Niels-Erik Andreasen, the president, Patricia B. Mutch, vice president for academic administration, and Edward E. Wines, vice president for financial administration, all provided written notice of their decisions to an executive session of the university’s Board of Trustees on Monday.
Andreasen’s resignation was effective immediately, but he accepted a request from Gerry Karst, the board’s chairman, to carry on his responsibilities at the university until the trustees find a successor. Mutch and Wines plan to stay in their jobs through June 30.
A news release from Andrews’s office of university relations provides the only official explanation. “The Board felt that the University needed to explore the opportunities that would be offered by new leadership and the ability it would provide to implement a new strategic direction that fulfills the mission and vision of the University,” the statement reads.
Just what that direction is and how the administrators veered off that path were not outlined in the statement.
“We’re all asking about that,” said Rebecca May, director of university relations. “We’re all hoping to get further enlightened to what the board means by that.”
It is also unclear who initiated the resignation process and what the news means for the university in the immediate future. Andrews, a Seventh-day Adventist university, has about 3,000 students and 300 faculty members.
The university’s statement said that the board accepted the resignations “with regret.”

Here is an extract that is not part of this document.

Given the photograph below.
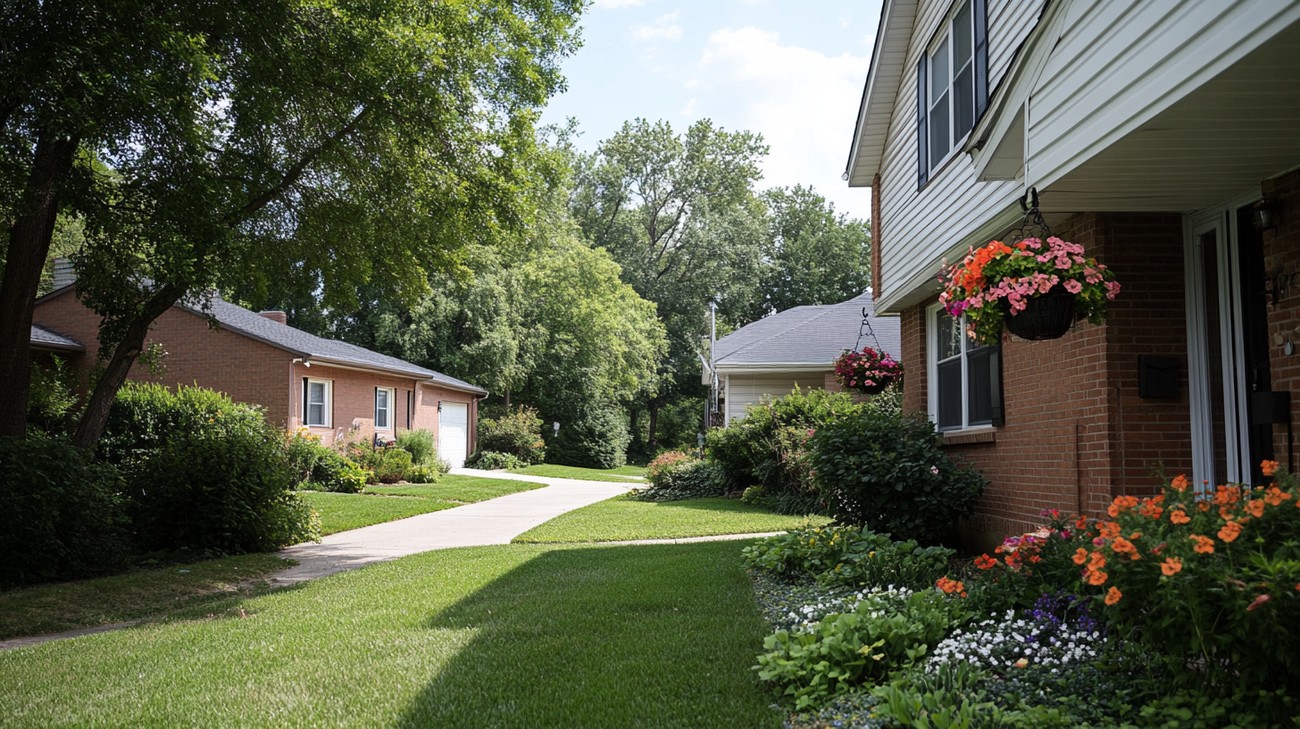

“These are people who have invested their time and talents into the school,” May said. Andreasen has been president of the university since 1994. Mutch has been in her current job since 1998, and Wines in his since 1985, according to May.
When reached Wednesday, Andreasen declined to comment on his resignation. Mutch and Wines could not be reached for comment.
Geoff Isaak, a member of the Faculty and Staff Senate who works in the office of development, dismissed wrongdoing by the administrators as a possible reason for the resignations.
“All three of them are of the highest integrity,” Isaak said. “There was nothing scandalous here.”
More clarity might come Thursday, when the Board of Trustees is scheduled to brief administration, faculty, staff and students on campus. Walter Wright, the board’s vice chair, declined to expand on the official announcement.
Faculty members were notified of the resignations on Monday afternoon. The Faculty and Staff Senate is scheduled to meet next week to discuss the issue.
Trevor O’Reggio, a member of the senate, said the news “was a great surprise to most of the people I spoke with. These were unprecedented moves. I don’t recall such a drastic measure being taken.”